Foreign currency exchange is a vital transaction that allows for the global economy to continually function. Trading of currencies is particularly important for one country to buy goods and services available in another country. It is also essential for companies and individuals to have foreign currencies so that they can invest in entities found in other countries. They should first get hold of the currency of the country that they will be doing business with. The current norm is that exporters and other players who make their products and services available to overseas clients prefer to be paid either in the currency of their own country or in US dollars, a currency that is globally accepted.

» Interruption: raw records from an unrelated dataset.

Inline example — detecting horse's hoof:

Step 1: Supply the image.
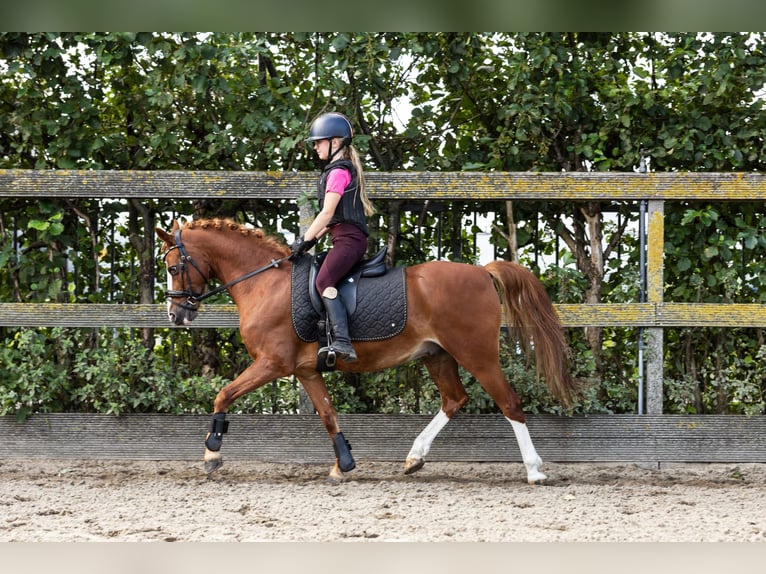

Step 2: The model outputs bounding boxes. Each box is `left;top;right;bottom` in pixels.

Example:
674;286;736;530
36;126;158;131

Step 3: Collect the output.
204;458;223;474
327;463;346;484
403;457;425;475
527;471;547;485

For example, when the Philippines, a country that does not have oil reserves, exports oil from Saudi Arabia, it pays Saudi oil companies in American dollars, not in Saudi riyals or Philippine pesos.

All these transactions happen in the foreign currency exchange market, otherwise known as the forex or FX market. This market is where exchange rates or the value of one currency in terms of another is determined. Not to be mistaken as a physical building, the forex market is a global network of foreign currency traders. They are linked together by computers and telephone lines and do not actually report to a headquarters or central office. Majority of FX transactions are done in three trading centers - the United States, the United Kingdom and Japan, with markets in Switzerland, France, Singapore, Hong Kong, Germany and Australia also contributing to the transactions in this market. There is no downtime in this market, as once the Hong Kong and Singapore markets are about to close, the ones in Frankfurt and London are just about to open. Once the European markets are about to call it a day, trading in New York has already began. Once the American markets are going to close, it will be a new day again in Asian markets.

The foreign exchange currency trading market is as extensive as it is fast-paced. Trading is so enormous that it is estimated that if every person were to trade in the forex market, he would be trading at least $200 every day. There are usually four kinds of entities that participate in the FX market - banks that buy and sell currencies with each other and rake up profits in this manner, brokers that charge commissions and act as the go-betweens among banks, central banks that represent the interests of their governments, and customers that require foreign currencies to conduct their business properly.